Little more than two years after Warren Buffett labeled India a “dream market,” the economy is expanding at the slowest pace in a decade and the nation’s debt ratings are at risk of being cut to junk.
In the last three months, ArcelorMittal and Posco scrapped plans for $12 billion of investments, while global funds pulled $12.6 billion from Indian stocks and bonds. The exodus drove the rupee to a record low and caused short-term borrowing costs to soar, sending the government’s two-year bond yield to the biggest premium to the 10-year rate in Bloomberg data going back to 2001. Even Buffett packed up and left, with Berkshire Hathaway Inc. exiting an insurance distribution venture.
Investors see little prospect of India tackling budget and current-account deficits that drove the rupee down 20 percent in two years as Prime Minister Manmohan Singh boosts food subsidies to woo voters before a May 2014 election. Standard & Poor’s said this month there is more than a one-in-three chance the nation will lose its investment-grade rating within two years, while Pacific Investment Management Co. sees a “large” chance of a cut in as little as 12 months. Last year’s economic growth of 5 percent compares with an average 7.6 percent in the previous decade.
“India’s image has been spoiled and I feel the country has more downside,” Raj Kothari, a fixed-income trader in London at Sun Global Investments Ltd., said in an interview on Sept. 13. “We are bearing the brunt of years of wrong fiscal policy. The government almost settled into inaction. I don’t think global investors are willing to bet on India in this scenario.”

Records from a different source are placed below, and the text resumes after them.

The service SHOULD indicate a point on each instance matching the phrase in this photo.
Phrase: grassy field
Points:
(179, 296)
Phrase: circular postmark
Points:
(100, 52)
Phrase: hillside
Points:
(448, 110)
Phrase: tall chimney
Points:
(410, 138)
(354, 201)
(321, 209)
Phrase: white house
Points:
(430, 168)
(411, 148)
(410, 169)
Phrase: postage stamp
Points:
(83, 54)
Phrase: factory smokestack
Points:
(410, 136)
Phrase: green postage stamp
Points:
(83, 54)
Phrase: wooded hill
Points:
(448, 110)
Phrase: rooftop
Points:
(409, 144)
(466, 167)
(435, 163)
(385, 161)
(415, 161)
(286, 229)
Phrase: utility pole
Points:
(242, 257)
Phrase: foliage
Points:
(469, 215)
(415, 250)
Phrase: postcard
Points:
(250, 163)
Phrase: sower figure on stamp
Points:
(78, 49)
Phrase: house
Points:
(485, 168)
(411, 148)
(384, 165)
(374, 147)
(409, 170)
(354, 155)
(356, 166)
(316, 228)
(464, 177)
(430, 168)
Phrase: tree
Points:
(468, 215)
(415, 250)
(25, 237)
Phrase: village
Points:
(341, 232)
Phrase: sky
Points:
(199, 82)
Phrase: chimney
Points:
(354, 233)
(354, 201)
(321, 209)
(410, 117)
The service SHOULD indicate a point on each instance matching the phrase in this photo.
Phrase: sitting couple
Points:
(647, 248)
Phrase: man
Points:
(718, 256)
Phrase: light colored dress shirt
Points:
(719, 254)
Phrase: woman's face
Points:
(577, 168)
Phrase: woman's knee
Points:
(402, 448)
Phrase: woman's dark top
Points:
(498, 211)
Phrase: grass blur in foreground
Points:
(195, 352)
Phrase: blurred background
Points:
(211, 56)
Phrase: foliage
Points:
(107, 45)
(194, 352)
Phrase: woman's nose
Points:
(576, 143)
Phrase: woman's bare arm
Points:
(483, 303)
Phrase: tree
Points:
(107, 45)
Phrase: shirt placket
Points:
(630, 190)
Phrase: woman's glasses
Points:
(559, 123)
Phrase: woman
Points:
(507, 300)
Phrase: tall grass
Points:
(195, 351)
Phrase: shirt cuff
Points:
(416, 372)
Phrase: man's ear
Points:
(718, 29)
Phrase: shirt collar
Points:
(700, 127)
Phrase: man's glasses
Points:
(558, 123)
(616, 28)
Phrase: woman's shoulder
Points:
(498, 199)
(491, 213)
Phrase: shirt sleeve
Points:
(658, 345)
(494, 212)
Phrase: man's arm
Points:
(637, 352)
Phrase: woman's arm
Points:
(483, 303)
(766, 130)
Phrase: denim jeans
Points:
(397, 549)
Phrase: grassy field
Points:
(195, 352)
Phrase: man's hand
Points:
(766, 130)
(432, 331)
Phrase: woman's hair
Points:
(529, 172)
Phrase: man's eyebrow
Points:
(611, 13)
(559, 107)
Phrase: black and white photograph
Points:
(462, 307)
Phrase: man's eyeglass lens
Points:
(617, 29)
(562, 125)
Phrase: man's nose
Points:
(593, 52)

Raghuram Rajan outlined a plan to give concessional swaps for banks’ foreign-currency deposits when he took charge as the 23rd governor of the Reserve Bank of India on Sept. 4. That, along with the U.S. Federal Reserve’s decision this month to continue monetary stimulus that has buoyed emerging-market assets, has helped the rupee pare some losses. Foreign funds have bought a net $2.04 billion worth of Indian shares in September and outflows from debt have slowed to $594.6 million.
The rupee has rallied 5.8 percent in September, after a 14 percent slide in the previous three months that was the worst performance among 24 emerging-market currencies tracked by Bloomberg. The S&P BSE Sensex of local shares has climbed 6.8 percent this month as Rajan’s measures and the Fed’s policy boosted inflows. It fell 5.8 percent in the June-August period.
India’s smallest companies are trailing its biggest corporations by the most since 2006 in the stock market. The S&P BSE Small-Cap Index, a gauge of 431 companies with a median market value of $91 million, has tumbled 26 percent this year, compared with a 2.4 percent advance in the Sensex, where the median value of 30 firms is $16.9 billion, data compiled by Bloomberg show.
Rajan unexpectedly raised the benchmark repurchase rate to 7.5 percent from 7.25 percent last week to rein in inflation and eased some of the cash curbs the central bank, under his predecessor Duvvuri Subbarao, imposed to support the currency.